## Two Interview Questions

### February 18, 2014

It’s been a while since we had any interview questions. We have two today, since they are so simple:

1) Given a number n, find the smallest 3-digit number such that the product of its digits is equal to n. For example, given n = 100, the solution is 455.

2) Given two arrays, one with n items and one with n+2 items including the same items as the array with n items plus two additional items, find the two additional items. Assume none of the items are duplicates.
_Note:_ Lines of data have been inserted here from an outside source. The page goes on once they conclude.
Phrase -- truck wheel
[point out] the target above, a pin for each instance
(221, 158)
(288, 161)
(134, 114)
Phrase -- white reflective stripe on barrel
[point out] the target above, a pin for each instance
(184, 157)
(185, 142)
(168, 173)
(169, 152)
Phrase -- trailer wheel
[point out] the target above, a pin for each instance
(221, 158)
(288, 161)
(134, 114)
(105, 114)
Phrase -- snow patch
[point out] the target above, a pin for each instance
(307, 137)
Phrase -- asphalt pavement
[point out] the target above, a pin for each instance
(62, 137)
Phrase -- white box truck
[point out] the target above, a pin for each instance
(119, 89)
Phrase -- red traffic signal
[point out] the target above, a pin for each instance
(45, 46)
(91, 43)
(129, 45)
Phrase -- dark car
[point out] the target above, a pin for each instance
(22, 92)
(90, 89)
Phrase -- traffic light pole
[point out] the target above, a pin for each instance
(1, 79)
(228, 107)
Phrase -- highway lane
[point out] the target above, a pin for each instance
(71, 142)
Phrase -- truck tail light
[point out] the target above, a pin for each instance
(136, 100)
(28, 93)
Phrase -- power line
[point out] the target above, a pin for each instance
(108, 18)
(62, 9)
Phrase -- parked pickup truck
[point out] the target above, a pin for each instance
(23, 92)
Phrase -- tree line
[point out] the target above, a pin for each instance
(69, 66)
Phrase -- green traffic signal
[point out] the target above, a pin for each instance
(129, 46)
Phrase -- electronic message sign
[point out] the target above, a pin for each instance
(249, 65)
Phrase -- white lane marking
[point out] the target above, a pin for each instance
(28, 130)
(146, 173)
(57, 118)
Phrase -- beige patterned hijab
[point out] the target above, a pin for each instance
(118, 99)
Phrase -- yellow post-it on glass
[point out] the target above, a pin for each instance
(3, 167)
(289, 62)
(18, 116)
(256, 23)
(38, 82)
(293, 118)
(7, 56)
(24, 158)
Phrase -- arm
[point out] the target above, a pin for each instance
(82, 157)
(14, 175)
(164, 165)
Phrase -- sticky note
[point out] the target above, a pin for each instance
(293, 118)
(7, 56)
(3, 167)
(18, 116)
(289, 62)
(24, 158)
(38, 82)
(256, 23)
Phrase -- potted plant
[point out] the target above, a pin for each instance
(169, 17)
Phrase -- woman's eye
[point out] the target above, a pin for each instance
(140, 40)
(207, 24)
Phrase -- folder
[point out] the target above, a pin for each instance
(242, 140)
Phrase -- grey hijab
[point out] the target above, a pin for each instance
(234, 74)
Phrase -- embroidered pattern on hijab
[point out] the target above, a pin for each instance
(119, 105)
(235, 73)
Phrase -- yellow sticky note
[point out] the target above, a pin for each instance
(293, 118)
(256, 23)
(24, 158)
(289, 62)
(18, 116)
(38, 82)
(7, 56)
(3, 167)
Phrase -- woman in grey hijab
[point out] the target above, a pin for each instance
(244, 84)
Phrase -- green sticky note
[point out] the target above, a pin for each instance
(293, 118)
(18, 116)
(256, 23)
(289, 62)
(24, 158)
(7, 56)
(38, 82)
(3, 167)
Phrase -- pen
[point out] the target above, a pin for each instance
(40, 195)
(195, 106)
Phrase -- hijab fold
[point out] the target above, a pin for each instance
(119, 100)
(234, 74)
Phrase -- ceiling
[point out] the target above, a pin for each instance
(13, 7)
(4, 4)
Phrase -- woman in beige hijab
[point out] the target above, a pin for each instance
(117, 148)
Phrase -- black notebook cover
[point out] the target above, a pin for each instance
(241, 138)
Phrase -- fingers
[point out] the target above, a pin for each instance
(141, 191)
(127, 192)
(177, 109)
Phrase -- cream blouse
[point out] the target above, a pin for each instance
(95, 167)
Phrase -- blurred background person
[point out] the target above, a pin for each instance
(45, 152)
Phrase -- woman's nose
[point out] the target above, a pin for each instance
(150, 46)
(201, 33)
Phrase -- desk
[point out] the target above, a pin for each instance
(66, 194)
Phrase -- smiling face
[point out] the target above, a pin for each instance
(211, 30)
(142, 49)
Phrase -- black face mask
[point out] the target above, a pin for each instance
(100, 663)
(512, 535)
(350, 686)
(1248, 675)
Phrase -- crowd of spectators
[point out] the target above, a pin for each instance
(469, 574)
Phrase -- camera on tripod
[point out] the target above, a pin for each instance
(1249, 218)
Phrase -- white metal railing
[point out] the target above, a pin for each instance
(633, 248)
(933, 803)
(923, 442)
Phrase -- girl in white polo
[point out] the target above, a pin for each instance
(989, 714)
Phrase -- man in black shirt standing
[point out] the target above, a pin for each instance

Your task is to write solutions to the two interview questions given above. When you are finished, you are welcome to read or run a suggested solution, or to post your own solution or discuss the exercise in the comments below.

Pages: 1 2

### 12 Responses to “Two Interview Questions”

1. Jamie Hope said

Alternatively for Task 1: If n is 0, then the answer must be 100; otherwise, no digit is zero and the digits are sorted with the smallest in the hundreds place and largest in the ones place. So, for each place we can start dividing from 9 down to 1 and keep the first that yields an integer quotient.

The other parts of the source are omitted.